Which had already caused her wrinkles to push her lashes inward and worst-case-scenario could cause scratching of the cornea and eventually blindness (cha-ching, cha-ching, cha-ching!!).

The vet explained the logic behind taking care of both the spay and the eye lift at the same time.

I might add that I'm thankful I was the one that took her to the vet that day, because had it been the man of the house, I'm not sure the puppy would have come home with him that day.

Not to imply that my husband is heartless...he loves that dog and probably spends more time with her than I do...but as the sole breadwinner in this home, he was faced with one of those weight-of-the-world decisions: hmmm...feed the family this week and keep car #2 limping along or prevent the beloved family dog from going blind in the future? Needless to say, the dog was the least of his worries right then.

Due to the time contstraints and all, and wanting the best for all my family including the dog, I was willing to live on rice and lentils if need be to be sure our dear pup didn't go blind.

Not long after that, she underwent a hysterectomy-of-sorts and an eye-lift.

Both at the same time.

Poor Raisin.
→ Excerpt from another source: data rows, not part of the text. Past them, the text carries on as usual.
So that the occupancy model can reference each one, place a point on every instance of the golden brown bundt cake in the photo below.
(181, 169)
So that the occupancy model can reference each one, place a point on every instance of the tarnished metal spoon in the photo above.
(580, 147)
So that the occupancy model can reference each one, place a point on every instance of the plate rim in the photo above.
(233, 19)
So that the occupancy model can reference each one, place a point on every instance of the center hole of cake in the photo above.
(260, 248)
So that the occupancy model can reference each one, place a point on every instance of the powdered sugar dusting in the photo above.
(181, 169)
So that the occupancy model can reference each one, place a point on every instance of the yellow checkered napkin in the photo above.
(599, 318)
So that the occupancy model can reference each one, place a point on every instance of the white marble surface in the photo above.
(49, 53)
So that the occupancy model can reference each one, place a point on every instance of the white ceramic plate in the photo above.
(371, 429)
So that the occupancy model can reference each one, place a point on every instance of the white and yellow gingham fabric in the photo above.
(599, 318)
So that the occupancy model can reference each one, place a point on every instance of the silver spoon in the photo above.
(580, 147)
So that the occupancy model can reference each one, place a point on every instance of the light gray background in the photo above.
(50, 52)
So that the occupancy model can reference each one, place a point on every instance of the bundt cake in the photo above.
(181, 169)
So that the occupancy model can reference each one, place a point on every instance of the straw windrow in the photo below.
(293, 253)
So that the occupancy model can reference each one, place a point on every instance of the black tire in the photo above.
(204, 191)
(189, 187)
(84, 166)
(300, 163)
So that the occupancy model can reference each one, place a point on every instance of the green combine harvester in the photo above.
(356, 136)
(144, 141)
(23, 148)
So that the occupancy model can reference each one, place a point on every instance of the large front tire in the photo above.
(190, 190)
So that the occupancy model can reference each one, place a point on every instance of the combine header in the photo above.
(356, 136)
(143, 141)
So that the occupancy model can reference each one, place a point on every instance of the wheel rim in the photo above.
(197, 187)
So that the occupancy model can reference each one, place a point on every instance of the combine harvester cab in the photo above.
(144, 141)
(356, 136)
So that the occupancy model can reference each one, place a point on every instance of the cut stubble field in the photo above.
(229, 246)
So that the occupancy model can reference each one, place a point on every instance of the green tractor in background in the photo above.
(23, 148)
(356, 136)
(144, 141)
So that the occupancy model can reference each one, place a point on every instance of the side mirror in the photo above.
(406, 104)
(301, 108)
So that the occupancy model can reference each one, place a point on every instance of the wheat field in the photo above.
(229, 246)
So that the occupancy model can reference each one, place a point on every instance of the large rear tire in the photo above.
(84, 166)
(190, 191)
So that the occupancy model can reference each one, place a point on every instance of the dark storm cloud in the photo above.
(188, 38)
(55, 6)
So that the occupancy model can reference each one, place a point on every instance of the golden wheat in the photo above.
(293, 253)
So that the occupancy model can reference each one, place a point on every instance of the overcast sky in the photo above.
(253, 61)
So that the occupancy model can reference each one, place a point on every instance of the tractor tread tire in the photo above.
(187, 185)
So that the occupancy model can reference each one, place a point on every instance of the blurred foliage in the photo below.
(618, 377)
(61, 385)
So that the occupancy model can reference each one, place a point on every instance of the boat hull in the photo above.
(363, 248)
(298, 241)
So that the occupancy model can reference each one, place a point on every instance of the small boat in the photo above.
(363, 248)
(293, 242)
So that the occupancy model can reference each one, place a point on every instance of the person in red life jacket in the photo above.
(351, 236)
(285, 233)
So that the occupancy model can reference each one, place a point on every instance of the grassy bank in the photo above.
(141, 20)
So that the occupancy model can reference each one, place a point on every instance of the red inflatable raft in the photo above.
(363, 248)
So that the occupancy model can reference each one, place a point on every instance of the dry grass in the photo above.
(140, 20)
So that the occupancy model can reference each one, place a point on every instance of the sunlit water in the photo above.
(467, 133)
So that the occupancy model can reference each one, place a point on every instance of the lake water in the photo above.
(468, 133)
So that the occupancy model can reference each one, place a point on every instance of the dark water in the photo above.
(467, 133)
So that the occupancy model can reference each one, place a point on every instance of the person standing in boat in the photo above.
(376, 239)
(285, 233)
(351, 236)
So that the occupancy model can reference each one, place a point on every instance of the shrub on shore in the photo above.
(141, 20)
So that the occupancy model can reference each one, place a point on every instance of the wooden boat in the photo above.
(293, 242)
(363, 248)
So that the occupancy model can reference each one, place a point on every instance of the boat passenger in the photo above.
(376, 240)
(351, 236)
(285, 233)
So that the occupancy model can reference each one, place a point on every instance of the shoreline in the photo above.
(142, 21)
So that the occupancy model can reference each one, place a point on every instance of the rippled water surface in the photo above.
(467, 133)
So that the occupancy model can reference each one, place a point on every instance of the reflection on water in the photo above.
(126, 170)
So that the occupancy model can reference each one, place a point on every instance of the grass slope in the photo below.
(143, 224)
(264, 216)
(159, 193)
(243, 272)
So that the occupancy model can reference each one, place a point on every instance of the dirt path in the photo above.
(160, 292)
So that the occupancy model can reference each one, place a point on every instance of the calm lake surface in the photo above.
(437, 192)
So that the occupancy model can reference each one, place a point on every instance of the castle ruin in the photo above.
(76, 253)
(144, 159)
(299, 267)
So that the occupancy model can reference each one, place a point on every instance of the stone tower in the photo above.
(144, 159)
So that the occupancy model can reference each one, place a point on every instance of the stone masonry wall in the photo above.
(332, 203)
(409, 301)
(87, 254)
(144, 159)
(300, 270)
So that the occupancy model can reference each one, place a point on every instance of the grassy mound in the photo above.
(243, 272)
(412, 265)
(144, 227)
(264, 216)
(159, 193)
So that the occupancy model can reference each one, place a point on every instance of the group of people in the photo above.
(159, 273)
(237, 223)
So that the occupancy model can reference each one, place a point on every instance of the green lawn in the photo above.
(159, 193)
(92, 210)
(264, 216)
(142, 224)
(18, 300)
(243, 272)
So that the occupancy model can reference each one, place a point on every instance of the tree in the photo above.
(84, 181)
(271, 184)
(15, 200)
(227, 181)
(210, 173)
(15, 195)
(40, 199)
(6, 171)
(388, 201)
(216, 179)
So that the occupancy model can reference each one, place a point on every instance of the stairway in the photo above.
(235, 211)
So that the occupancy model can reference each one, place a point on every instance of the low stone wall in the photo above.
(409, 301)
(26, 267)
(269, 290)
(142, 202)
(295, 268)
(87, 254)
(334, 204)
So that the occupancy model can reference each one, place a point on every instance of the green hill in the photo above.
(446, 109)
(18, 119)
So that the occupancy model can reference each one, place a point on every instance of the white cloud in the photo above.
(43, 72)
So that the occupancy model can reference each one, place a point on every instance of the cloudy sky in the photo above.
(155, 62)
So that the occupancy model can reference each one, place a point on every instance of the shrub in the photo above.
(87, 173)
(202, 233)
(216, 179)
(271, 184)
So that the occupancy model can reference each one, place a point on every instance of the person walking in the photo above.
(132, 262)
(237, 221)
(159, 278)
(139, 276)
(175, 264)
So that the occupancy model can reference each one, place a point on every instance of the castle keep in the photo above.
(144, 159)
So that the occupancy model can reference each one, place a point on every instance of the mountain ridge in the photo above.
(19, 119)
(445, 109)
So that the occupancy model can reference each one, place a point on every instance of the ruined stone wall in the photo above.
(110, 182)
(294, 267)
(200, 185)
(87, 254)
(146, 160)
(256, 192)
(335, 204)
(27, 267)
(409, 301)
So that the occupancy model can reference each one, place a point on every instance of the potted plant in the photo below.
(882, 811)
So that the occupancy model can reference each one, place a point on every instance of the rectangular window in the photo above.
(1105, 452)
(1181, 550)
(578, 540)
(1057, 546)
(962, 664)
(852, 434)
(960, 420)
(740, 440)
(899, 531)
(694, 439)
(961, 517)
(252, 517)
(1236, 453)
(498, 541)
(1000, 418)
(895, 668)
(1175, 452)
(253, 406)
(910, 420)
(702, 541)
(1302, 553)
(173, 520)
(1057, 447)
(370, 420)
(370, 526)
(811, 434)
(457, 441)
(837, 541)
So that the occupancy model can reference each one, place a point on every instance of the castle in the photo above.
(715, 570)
She was out of commish for a week with stitches hither and yon, and had to add to her humiliation, had to wear one of those lampshade collars.

I'm pretty sure someone must have been through a similar ordeal to have coined that phrase "Sicker than a dog".

She was pitiful.

Needless to say, my husband was not a happy camper shelling out all that money for dog-related expenses.

I won't even go into how Raisin's wound care and the nasty job of keeping her lampshade collar clean fell to me because no way, no how was he going to do it after spending all that money because I'm just self-sacrificing that way.

Which was precisely why I felt compelled to stage the picture the following day for his desktop background.

The good news is that it did garner the chuckles I had hoped for when he signed on that evening and that picture popped up at him life size.

The bad news? The family dog is the only one that will ever get cosmetic surgery around here.